第5回 日本“賛美と証し”伝道旅行記(3)

喜界島

安藤秀世(サウスベイジャパニーズクリスチャンフェローシップ牧師)


喜界島へ

● サンゴと伝説とロマンに会える島・・・

 奄美大島から飛行時間は10分。 36人乗りの飛行機、スチュワーデスがくれた飴玉を食べ終わった頃には既に喜界島。あっという間もないほど早い。コバルトブルーの海も見えないくらい雲が立ち込め、天候が悪いと引き返す場合もあります、と言うアナウンスに、どうか無事に着きますようにと祈るばかり。今晩集会があるのだ。

 幸い雲の合間を縫って無事到着。地上は大雨。飛行機を降りると傘を貸してくれ、乗客はターミナルまで歩く。私はといえば、荷物を両手に抱え、背中にはバックパック、ビショ濡れのまま、ターミナルへ。今回はスピーカーアンプを持参の旅。教会によってはPAのシステムがないための用意だ。

 ホーリネス教会の羽佐田弘先生が迎えに来て下さり、先ず信者さんの病院訪問から始まり、島の施設を巡る。まさにここは亜熱帯、地上の楽園だ。色とりどりの蝶々が一杯。特に保護蝶のオオゴマダラは壮観。幼虫は金色をしている。樹齢500年のソテツの巨木、サンゴの石垣。ダイビングや釣り人にはたまらない所だ。

 人口8500、島の周囲が20マイル(32キロ)、砂糖きびの畑が一面。さんご礁で出来ている隆起島のため岩場多い。ただしここは塩気があるためハブはいない。最近まで島には信号機がなかった、一島一町の島、喜界島。この島にもいくつかの教会がある。

● 喜界キリスト教会

 奥様の紀子先生が用意して下さった、新鮮な刺身を軽く頂き、集会に備える。夜の集会には羽佐田先生が信者の方を迎えに行って下さったりして、大勢の人が来て下さり、感謝。賛美と証しメッセージの奉仕、とても暑くワイシャツを絞るとポタポタと汗が滴り落ちる程、汗でビッショリ。どの集会も緊張だけでなく労力も相当いる。

● 台風が来る!! (空の難、海の難)

 ホテルを取って下さりゆっくりと眠るも、台風が来るニュースに予定変更で、朝一番で奄美大島に戻る。大島に着くなり、またまた予定を変更して今夜の飛行機で鹿児島行きを決行。出発2時間前に空港に来るも、今夜の飛行機は欠航。え-ッ? さあ、どうする?!

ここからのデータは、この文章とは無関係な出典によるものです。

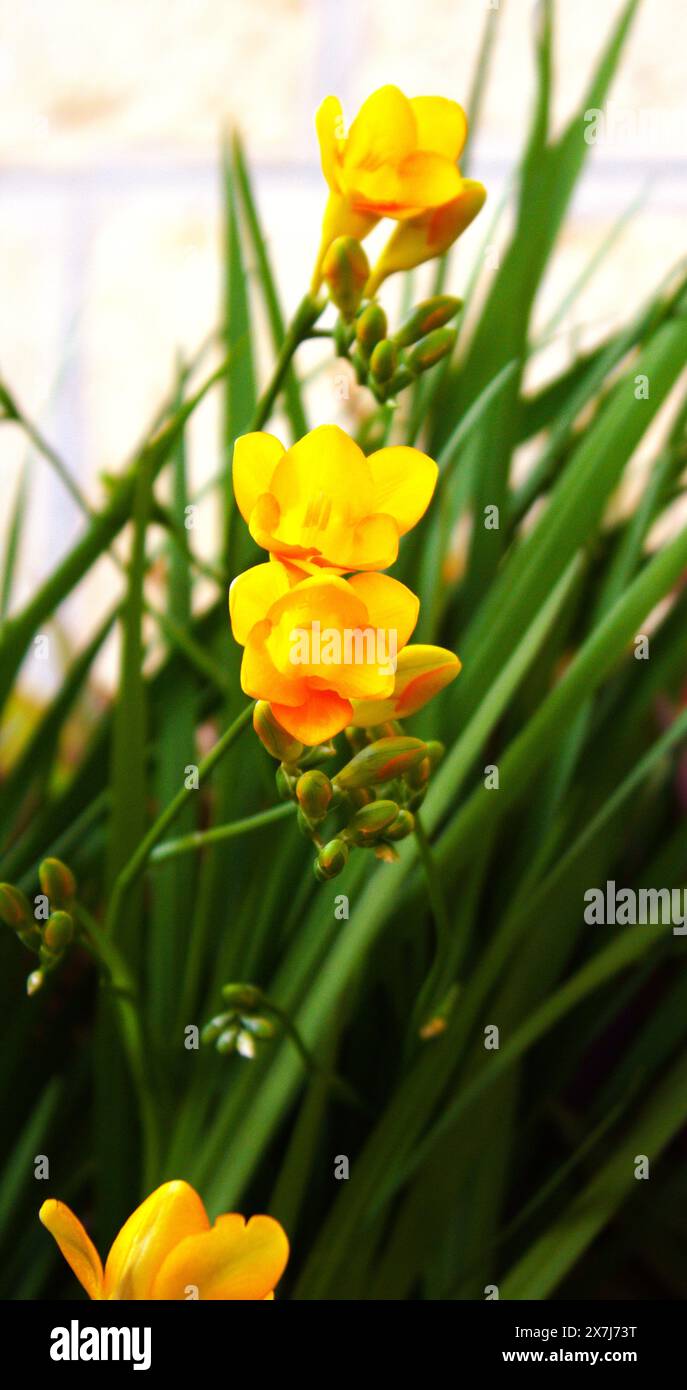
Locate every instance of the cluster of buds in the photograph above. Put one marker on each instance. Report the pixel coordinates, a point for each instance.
(384, 362)
(244, 1025)
(47, 933)
(372, 798)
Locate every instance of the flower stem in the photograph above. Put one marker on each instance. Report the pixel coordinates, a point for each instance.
(299, 328)
(134, 868)
(199, 838)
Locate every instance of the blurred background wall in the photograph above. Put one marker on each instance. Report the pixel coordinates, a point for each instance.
(110, 228)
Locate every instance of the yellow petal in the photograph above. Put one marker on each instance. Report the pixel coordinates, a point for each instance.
(330, 134)
(232, 1260)
(373, 544)
(427, 181)
(441, 125)
(383, 132)
(75, 1246)
(319, 717)
(422, 673)
(391, 606)
(260, 674)
(171, 1214)
(321, 474)
(255, 459)
(403, 481)
(252, 595)
(430, 235)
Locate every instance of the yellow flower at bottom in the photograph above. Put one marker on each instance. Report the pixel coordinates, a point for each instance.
(422, 672)
(313, 645)
(168, 1250)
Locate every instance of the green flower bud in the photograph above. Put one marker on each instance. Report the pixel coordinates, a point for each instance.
(369, 823)
(14, 906)
(402, 826)
(246, 1045)
(285, 784)
(359, 797)
(383, 362)
(434, 752)
(419, 776)
(59, 931)
(242, 997)
(427, 317)
(381, 761)
(345, 271)
(227, 1041)
(57, 883)
(331, 859)
(313, 791)
(260, 1027)
(370, 328)
(31, 938)
(431, 349)
(278, 742)
(214, 1027)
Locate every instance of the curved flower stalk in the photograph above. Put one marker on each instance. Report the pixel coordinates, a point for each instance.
(324, 505)
(398, 160)
(168, 1250)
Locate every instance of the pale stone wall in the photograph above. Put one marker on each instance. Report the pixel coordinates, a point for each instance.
(110, 228)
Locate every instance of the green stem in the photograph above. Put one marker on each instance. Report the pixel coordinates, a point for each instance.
(139, 858)
(299, 328)
(199, 838)
(441, 922)
(125, 1002)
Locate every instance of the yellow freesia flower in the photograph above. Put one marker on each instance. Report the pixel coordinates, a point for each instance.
(422, 672)
(398, 160)
(429, 235)
(314, 645)
(168, 1250)
(324, 505)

 ここは離島、陸伝いには何処にも行けないのだ。ナンデこんな時に台風なのだ!! 「主よ−!! 助けて!!」カウンターの女子職員が気の毒そうに、「あのー、船だったら出航するかも知れませんが、確か9時ごろ出る筈です」又、渡辺先生の家まで引き返す(空港から50分)、しばらく休憩させて頂いて、7時に港へ赴く。

● 10時間半の船の旅

 私は船には滅法弱い。夜の食事抜きで、9時半出航の船に乗る。沢山の荷物を抱えて雨の中、あの細いタラップを昇るのは容易ではない。ほうほうの態で船室にたどり着く。全身から力が抜けてしまった。飛行機が出ないためか、2等船室は満杯。船室では人々は車座に座り、早速酒盛りが始まる。

 こういうハプニングは歓迎する性格を持っているので、全く気にはならないが、船だけは嫌だなー。しかし、パウロ先生も経験しなかった、「空の難」が経験できて楽しい。船は大分揺れたが、船酔いをしなかったのは、本当に守られた。10時間半かけてやっと翌日の朝8時に鹿児島に到着。 主よ感謝します。やはり雨の中、またビショ濡れになって細いタラップを降りる。

 鹿児島中央駅まで行き、黒豚カツ丼をガツガツとかきこみ、九州新幹線で新八代駅乗り継ぎ、佐賀まで行く。懐かしの右近勝吉氏とバプテスト教会の水田三郎先生が駅まで出迎えて下さり、ホッと一息。